Mlliyet Milliyet Blog Milliyet Blog
 
Facebook Connect
Blog Kategorileri
 

03 Haziran '12

 
Kategori
Siyaset
 

Balyoz davasında mızrak çuvala sığmıyor mu?

TV 8’de 1 Haziran 2012 tarihinde canlı olarak yayınlanan Haberaktif programının konukları olan Pınar Doğan (Çetin Doğan’ın kızı) ve Kanaltürk Ankara Temsilcisi gazeteci-yazar Faruk Mercan’ı izlerken; Faruk Mercan’ın Balyoz Davası hakkında söyledikleri karşısında dehşete kapıldım.

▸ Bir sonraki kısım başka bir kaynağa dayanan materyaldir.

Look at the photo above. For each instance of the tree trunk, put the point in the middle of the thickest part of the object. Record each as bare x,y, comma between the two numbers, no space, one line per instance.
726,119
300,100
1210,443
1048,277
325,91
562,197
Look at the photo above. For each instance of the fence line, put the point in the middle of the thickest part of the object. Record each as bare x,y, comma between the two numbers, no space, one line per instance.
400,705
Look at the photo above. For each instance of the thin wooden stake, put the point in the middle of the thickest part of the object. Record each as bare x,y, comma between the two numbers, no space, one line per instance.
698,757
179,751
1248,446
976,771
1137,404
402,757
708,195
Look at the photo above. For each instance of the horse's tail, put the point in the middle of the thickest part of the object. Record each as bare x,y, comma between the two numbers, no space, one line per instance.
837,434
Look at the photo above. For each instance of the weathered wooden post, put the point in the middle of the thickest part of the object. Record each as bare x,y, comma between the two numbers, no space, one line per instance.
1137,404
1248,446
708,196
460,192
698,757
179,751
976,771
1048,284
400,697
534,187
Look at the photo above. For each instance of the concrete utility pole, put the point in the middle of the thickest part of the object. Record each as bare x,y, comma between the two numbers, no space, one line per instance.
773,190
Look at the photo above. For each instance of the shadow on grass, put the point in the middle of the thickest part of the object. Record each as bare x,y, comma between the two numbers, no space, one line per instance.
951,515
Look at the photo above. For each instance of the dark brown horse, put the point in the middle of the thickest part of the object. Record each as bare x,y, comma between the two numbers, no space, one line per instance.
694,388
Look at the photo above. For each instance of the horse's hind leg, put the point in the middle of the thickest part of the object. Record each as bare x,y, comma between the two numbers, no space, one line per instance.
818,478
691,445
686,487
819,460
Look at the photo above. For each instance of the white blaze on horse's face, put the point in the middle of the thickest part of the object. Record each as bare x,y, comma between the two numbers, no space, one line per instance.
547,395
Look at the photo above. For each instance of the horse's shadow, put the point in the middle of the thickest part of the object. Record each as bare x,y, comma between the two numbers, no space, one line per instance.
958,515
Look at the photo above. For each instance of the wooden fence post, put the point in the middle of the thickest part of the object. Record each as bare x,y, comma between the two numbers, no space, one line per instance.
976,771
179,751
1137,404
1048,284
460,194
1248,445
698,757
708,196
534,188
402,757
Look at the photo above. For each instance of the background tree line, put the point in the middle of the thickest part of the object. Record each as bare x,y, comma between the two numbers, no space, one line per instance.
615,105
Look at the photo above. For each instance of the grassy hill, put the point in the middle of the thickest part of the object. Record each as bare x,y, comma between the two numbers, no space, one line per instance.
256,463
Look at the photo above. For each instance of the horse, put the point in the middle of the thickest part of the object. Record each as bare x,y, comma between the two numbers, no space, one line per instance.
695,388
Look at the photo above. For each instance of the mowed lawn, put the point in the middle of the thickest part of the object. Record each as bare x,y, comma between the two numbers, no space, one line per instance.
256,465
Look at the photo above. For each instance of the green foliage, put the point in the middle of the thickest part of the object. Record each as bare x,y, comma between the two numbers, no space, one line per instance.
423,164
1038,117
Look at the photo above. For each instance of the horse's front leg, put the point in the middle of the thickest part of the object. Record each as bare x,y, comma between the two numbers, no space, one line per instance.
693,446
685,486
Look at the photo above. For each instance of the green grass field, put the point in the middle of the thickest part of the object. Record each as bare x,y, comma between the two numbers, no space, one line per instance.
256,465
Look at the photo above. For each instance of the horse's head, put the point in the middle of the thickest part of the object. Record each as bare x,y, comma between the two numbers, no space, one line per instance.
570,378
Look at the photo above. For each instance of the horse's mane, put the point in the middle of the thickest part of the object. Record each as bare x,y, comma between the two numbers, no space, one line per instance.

Program, Balyoz Davası’ndaki, avunma tarafı olan Pınar Doğan’ın, sahte olduğu ileri sürülen delilleri açıklamasıyla başladı.

Pınar Doğan, programa gayet iyi hazırlanmış ve özensiz olarak düzenlendiği kamuoyunca da apaçık bilinen Balyoz Davası iddianamesini adeta yerle yeksan etti.

Pınar Doğan özetle, iddianamenin dijital verilere dayanılarak düzenlendiğini, belgeler üzerinde sanıklardan hiçbirinin ıslak imzasının olmadığını, bu veriler üzerinde de eklemeler-çıkarmalar olduğunu, mahkemenin, sahteliği bağımsız kurumlarca da ispatlanan bu delillerin geçersiz olduğunu ileri sürdü. Ayrıca savunma tarafının sözünün kısıtlandığı ve mahkemenin alelacele bu sahte deliller üzerinden karar vermek istediğini de ekledi.

Söz sırası Faruk Mercan’a geçtiğinde ise Sayın Mercan, davada ileri sürülen iddialarla ilgili olarak kuvvetlendirici açıklamalar yapmak yerine ne söyledi dersiniz?

Aynen şunları söyledi Sayın Mercan:

 “Bu dava siyasi bir davadır, sanıkların da siyasi müdafaa yapması gerekirdi.”

Yeterince açık ve anlaşılır bir cevap.

Kamuoyu, özellikle sol kamuoyu siyasi davaların ne olduğunu çok iyi bilir.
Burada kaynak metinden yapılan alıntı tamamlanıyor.